Vol. 79/No. 41 November 16, 2015
An article in the Oct. 23 issue of Granma, the daily paper of the Central Committee of the Communist Party of Cuba, features Cuba’s first internationalist military mission: defending the workers and farmers government in Algeria from invasion by the U.S.-backed monarch in Morocco in October 1963.
The paper is regularly highlighting such chapters in Cuba’s revolutionary history, bringing them to life for new generations. It’s a reminder of why the U.S. rulers continue to seek to overturn the Cuban Revolution, even though they’ve had to change their tactics.
The article by Gabriel Molina, who was Prensa Latina’s correspondent there at the time, describes how the mission came about. Algeria’s workers and farmers had defeated the French colonial army in 1962 after a bloody revolutionary war. Cuba had provided some assistance to the Algerian fighters in 1961. Algerian Foreign Minister Abdelaziz Bouteflika told Cuban Ambassador Jorge Serguera on Oct. 9, 1963, that Moroccan troops were about to invade. There had already been skirmishes on the border.
Morocco’s King Hassan II was a close ally of Washington. He had U.S. pilots flying Morocco’s helicopters and 40 heavy tanks bought from the Soviet Union, while Algeria had only a dozen French-built light tanks.
Serguera told Bouteflika what Cuban leader Fidel Castro had said, “For the Algerians, any assistance they may need,” and offered tanks, artillery and troops. Bouteflika relayed the Cuban offer to Algerian President Ahmed Ben Bella, who “accepted without hesitation.”
The Cubans responded despite the risk that their solidarity could jeopardize a Moroccan agreement to buy 1 million tons of sugar from Cuba, at a moment when Washington had already launched its economic war and blocked the import of Cuban sugar to the U.S.
By Oct. 14, an advance group from Cuba’s Special Instruction Group had arrived in Algiers. By Oct. 22, the first group of the Cuban contingent of 685 soldiers and officers, an anti-tank battery and 22 tanks had arrived.
“The Algerians really reminded us of ourselves in 1959” when Cuba’s workers and farmers overthrew the U.S.-backed dictatorship of Fulgencio Batista, recalled Reinerio Placencia, one of the Cuban internationalist fighters. “One had a rifle, another had a shotgun, another a machine gun and so on.” The interview appears in the book Conflicting Missions: Havana, Washington, and Africa, 1959-1976 by Piero Gleijeses.
The Cuban internationalists followed a strict code of conduct. No alcoholic beverages, no intimate relationships of “any kind, with women … a complete and absolute respect” for Algerian customs and religion.
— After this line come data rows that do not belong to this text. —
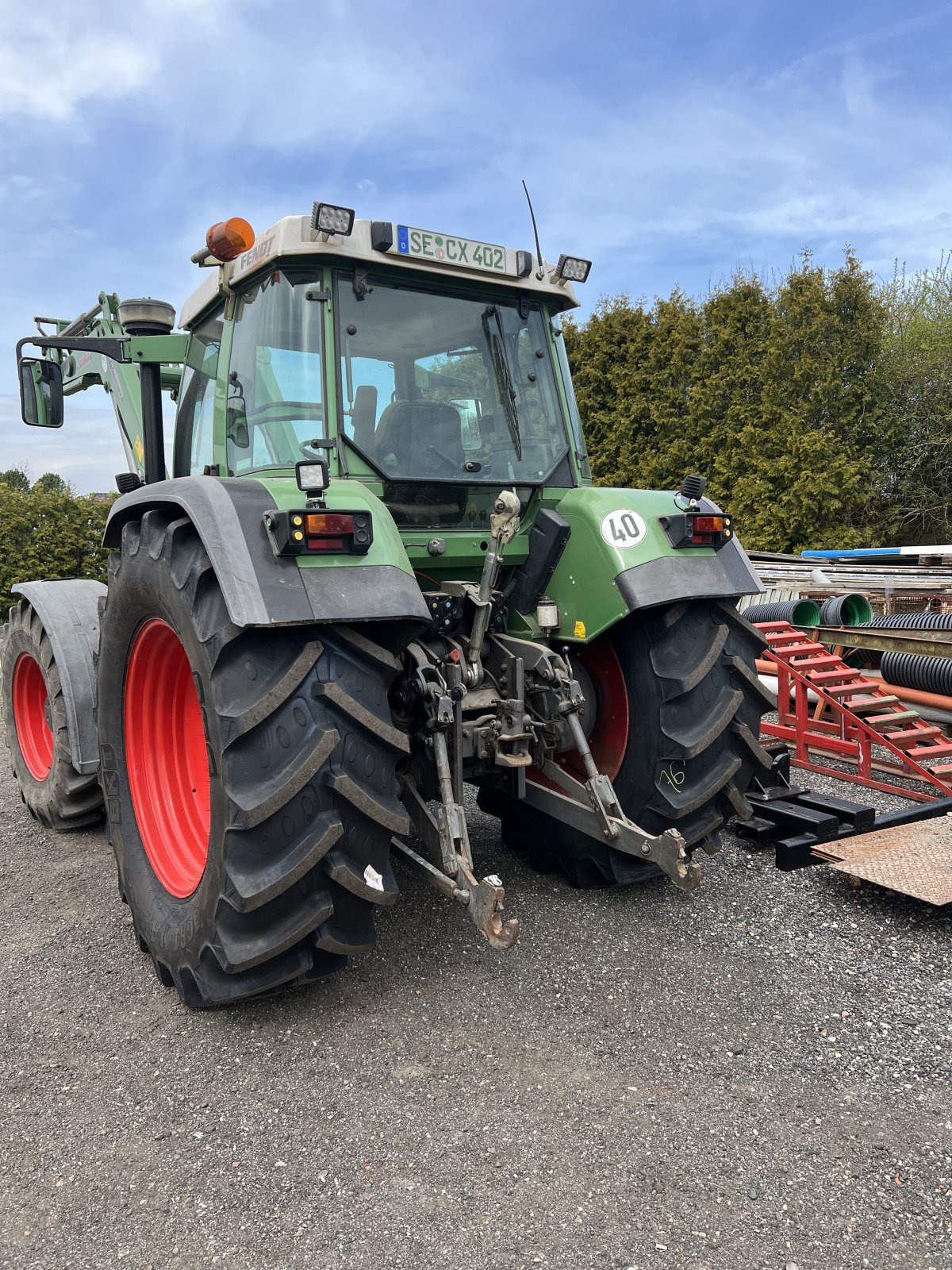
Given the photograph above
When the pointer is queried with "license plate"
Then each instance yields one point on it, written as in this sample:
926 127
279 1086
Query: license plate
447 249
“Do not boast about our Revolution, or our ideology,” Raúl Castro, head of the Cuban Armed Forces, instructed them. “Be modest at all times, share the little we know and never act like experts.”
The Cubans immediately began preparations to enter the fight, while simultaneously training the Algerian forces.
On the eve of the planned counterattack on Oct. 29 with joint Cuban and Algerian forces, President Ben Bella ordered them to wait for the outcome of negotiations he would conduct in Mali with Hassan II, Mali President Modibo Keita and Ethiopian Emperor Haile Selassie.
The Moroccan government backed down and agreed to a cease-fire and suspension of hostilities. The Cuban mission had helped stop further attacks without firing a single shot.
Half of the internationalist contingent soon returned to Cuba, Molina reports. The others trained the Algerian troops to better defend their homeland and revolution and to effectively use the tanks and weaponry the Cubans left behind.
In June 1965 Ben Bella and Algeria’s workers and farmers government were overthrown by a counterrevolutionary coup headed by Defense Minister Houari Boumedienne.
But the experience gained by Cuba’s revolutionary leadership laid the basis for further internationalist missions around the world and in Africa, including Cuba’s key role in defeating repeated invasions of Angola by the white supremacist apartheid regime in South Africa in the 1970s and ’80s.
In an Oct. 1 editorial the Washington Post complained that Cuban President Raúl Castro is continuing with “his brother Fidel’s old jeremiads from the 1960s, complete with a call for Puerto Rican independence and condemnation of alleged NATO encroachment on Russia,” despite the re-establishment of diplomatic relations between Havana and Washington earlier this year.
In its own way, the editorial is a backhanded tribute to the internationalism and selflessness that continues to mark the Cuban Revolution today.